Nervous about the stock market? Turn off the TV

Working the NYSE floor
Specialist Meric Greenbaum works on the floor of the New York Stock Exchange, on Jan. 4. U.S. stocks are opening 2016 on a grim note, dropping sharply after a plunge in China and declines in Europe.
Richard Drew | AP

Robert Powell has some advice for those nervously watching the stock tickers stream across the television: Turn it off.

Powell is the editor of Retirement Weekly, a Marketwatch-Dow Jones publication, and he wants people to know that listening to cable news anchors repeat market losses will not help, and can even hurt.

Television coverage of the stock market, Powell told MPR News host Kerri Miller, "plays into your emotions. What you want investing to be is not emotional. You want it to be rational and rules-based."

"If you watch television, one of the things that will happen to you is that your emotions will get the better of you. You'll start to think: 'Oh my god, I'll never have enough money to retire, I'm losing everything I've ever saved.' Then you'll start to act irrationally."

Powell joined Miller to share his tips for handling market volatility.

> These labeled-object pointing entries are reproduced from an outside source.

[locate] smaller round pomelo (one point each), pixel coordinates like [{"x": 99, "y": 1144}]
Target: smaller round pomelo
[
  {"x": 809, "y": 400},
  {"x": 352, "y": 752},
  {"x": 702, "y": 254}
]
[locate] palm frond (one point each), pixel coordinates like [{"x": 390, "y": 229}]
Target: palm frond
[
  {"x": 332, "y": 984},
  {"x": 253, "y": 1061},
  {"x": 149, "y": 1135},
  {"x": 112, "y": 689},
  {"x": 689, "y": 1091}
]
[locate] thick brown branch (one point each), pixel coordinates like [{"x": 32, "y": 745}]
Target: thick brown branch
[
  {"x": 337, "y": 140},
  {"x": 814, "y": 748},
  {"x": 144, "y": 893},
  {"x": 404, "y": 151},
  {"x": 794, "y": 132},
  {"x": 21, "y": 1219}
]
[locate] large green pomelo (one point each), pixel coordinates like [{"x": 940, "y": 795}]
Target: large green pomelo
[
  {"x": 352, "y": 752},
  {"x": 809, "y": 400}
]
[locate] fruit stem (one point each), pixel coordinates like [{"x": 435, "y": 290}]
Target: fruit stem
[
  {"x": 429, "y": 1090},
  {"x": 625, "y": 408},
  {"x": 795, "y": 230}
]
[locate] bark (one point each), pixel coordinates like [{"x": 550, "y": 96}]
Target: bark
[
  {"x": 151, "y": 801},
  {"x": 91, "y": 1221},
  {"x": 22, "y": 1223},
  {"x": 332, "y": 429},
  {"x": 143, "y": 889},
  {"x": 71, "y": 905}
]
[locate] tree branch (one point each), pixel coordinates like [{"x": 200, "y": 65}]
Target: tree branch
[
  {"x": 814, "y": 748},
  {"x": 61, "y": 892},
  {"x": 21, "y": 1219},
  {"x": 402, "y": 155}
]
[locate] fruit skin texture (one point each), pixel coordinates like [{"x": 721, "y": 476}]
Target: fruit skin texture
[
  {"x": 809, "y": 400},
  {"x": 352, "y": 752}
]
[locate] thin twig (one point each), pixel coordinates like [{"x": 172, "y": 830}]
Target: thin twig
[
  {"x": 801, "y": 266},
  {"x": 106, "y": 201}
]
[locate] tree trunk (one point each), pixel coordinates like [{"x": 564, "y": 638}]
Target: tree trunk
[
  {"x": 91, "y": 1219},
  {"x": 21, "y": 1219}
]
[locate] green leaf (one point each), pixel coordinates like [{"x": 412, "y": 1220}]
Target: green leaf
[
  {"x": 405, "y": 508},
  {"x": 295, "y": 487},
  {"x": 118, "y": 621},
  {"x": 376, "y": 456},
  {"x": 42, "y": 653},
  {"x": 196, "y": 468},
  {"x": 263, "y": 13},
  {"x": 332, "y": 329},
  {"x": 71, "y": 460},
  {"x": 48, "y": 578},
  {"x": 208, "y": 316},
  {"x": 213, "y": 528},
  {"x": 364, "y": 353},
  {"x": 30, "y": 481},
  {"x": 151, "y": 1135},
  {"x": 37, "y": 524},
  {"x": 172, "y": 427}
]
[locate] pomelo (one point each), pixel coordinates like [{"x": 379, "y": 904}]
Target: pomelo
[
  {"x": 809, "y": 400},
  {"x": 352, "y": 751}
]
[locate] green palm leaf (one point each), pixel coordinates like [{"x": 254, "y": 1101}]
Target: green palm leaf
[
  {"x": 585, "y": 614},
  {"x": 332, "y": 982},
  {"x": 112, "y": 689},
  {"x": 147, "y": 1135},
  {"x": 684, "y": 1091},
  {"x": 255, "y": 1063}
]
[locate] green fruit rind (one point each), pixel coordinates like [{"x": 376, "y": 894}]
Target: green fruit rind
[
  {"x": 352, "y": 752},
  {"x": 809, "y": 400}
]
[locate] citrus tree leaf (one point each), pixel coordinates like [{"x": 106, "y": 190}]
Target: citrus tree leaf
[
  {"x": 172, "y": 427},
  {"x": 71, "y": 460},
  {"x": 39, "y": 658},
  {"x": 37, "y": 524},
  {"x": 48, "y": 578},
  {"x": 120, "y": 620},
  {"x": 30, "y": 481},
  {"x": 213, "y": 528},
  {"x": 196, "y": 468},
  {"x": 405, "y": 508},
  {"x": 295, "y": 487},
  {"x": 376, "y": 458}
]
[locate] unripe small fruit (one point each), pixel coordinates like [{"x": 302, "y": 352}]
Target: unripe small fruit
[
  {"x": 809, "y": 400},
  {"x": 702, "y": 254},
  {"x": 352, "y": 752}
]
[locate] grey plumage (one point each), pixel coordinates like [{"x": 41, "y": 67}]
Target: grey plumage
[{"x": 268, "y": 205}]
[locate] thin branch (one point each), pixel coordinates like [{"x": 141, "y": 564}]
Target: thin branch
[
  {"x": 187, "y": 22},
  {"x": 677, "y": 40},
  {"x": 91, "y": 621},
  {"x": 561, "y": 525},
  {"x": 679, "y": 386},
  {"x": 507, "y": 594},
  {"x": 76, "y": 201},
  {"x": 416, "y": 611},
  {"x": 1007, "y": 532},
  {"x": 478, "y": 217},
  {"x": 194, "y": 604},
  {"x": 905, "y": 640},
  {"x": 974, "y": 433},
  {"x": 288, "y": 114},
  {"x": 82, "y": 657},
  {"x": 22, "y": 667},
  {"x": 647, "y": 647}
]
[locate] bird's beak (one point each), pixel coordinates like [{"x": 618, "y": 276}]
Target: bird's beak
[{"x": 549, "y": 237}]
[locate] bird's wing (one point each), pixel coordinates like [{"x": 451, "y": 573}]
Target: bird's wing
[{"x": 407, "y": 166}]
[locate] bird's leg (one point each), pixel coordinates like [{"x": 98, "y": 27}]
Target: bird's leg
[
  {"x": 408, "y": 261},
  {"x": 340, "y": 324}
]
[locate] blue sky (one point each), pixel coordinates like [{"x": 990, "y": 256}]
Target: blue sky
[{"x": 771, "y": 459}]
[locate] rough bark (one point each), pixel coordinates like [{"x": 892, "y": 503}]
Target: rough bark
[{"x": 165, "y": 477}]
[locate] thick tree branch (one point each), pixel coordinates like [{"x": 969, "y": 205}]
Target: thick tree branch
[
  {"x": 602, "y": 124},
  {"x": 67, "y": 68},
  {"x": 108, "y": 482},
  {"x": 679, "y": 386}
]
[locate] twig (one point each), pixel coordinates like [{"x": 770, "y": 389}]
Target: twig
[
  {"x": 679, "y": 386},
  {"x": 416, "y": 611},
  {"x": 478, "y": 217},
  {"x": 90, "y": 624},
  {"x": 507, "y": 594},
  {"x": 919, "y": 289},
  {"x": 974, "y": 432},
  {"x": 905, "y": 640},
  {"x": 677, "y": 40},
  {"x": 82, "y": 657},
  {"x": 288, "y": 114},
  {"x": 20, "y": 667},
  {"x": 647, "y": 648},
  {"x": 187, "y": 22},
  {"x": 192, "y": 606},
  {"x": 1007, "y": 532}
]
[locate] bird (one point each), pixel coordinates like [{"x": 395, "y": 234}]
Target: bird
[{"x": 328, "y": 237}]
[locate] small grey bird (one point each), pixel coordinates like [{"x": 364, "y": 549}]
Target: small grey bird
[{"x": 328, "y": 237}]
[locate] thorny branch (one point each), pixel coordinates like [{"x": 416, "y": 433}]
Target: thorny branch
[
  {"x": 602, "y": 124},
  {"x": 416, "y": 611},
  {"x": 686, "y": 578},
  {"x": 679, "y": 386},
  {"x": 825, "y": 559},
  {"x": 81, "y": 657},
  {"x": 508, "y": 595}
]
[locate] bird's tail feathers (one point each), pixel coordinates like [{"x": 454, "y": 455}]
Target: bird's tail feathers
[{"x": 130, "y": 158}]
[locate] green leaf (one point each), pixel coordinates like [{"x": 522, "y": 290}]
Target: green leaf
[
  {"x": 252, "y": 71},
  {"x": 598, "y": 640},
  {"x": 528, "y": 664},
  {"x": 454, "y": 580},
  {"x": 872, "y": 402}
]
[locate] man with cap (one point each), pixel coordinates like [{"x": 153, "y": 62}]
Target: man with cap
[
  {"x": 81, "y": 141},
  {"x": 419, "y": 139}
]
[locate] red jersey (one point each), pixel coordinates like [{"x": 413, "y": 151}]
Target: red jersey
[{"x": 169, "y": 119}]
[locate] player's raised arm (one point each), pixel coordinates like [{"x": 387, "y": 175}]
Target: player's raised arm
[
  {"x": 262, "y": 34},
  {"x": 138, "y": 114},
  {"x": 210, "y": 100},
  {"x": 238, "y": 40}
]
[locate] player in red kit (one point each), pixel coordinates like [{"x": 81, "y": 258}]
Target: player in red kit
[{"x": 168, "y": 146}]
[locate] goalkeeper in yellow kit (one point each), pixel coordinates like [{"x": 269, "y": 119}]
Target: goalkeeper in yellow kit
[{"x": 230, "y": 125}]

Your investment plan should be appropriate for your age

Younger investors, with a longer time until retirement, can afford to be more heavily invested in stocks than older investors can. Younger investors have time for assets to recover.

Powell advised checking your investment plan and making sure that plan matches your life stage. A quick rule of thumb, Powell said, is to subtract your age from 100. The remaining number is the percentage of your assets you can invest in stocks rather than more conservative bonds.

If you're 50, for example, half of your investment assets can be in stocks and half in bonds.

Take a reality check

"One of the things that we know from behavior finance or behavior economics is that losses hurt twice as much as gains do," Powell said. With the market down nearly 400 points, "emotionally it feels like it's down 800 points."

"We know that your mind is playing tricks on you. You want to check your psyche at the door one this one, and then go back and look at your plan."

If you're young, this is an opportunity

For younger investors, this won't be the last time you watch the stock market drop.

"You'll experience probably three or four bear markets over the course of a 50-year period," Powell said. "For those folks in their 20s or 30s, you should look at this as a buying opportunity. These stocks are on sale, as many advisers like to say in times like this."

If you can't handle the heat...

"If nothing else, people should always remember that stocks are risky in the short-term, in the long-term, in the mid-term. They never stop getting risky no matter what age you're investing at," Powell said.

If the market volatility is too stressful for you, Powell said you can always readjust your asset allocation for a different "sleep at night" portfolio.